“You can be young without money but you can’t be old without it.” If we didn’t know better, we could well imagine American playwright Tennessee Williams had the pension systems of the 21st century on his mind instead of Cat on a Hot Tin Roof while penning these lines.
If you see the crystal glass as half-full, there’s much to look forward to in the future – a flexible work life; efficient and innovative technology-backed services; AI-powered homes and workplaces; a sustainable society with equitable growth and environment-friendly policies...the list goes on.
In the half-empty part, lies pension.
Old-age provision is not exactly an exciting topic. And yet, it is one of the most important themes of this century, with the ability to ruin our very social fabric if not dealt with properly.

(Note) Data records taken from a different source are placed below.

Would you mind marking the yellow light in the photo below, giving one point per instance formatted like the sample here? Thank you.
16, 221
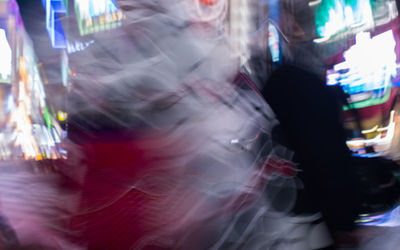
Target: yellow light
367, 131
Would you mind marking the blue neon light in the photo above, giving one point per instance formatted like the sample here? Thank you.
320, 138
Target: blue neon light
55, 8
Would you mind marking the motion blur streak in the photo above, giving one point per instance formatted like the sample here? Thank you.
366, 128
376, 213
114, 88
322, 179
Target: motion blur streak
193, 174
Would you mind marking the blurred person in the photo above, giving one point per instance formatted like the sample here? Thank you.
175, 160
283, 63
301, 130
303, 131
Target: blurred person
155, 126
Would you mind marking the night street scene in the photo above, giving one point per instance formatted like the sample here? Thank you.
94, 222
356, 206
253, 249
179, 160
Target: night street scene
199, 125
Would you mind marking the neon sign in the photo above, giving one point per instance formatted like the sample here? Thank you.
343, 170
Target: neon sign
273, 42
5, 58
97, 15
55, 8
335, 16
368, 67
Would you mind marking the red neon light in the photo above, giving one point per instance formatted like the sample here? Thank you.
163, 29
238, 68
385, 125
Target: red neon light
208, 2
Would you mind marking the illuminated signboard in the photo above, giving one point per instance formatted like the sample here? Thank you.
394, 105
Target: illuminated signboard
208, 2
273, 42
54, 9
5, 58
97, 15
368, 67
335, 16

Not everyone has the luxury of a fat inheritance to sail through sunset years. Many of us work throughout our lives, putting our faith in state pension systems to take care of us during our old age. Which begs the question: Are all countries prepared to take on the responsibility of their older citizens?
In their latest , Allianz economists measure the pension pulse of 70 countries and find that the Swedes, the Belgians and the Danish are the best placed to enjoy a financially comfortable dusk. On the other hand, Sri Lanka, the UAE and Lebanon are no countries for old men, women and non-binaries who may be dependent on pension for their livelihoods.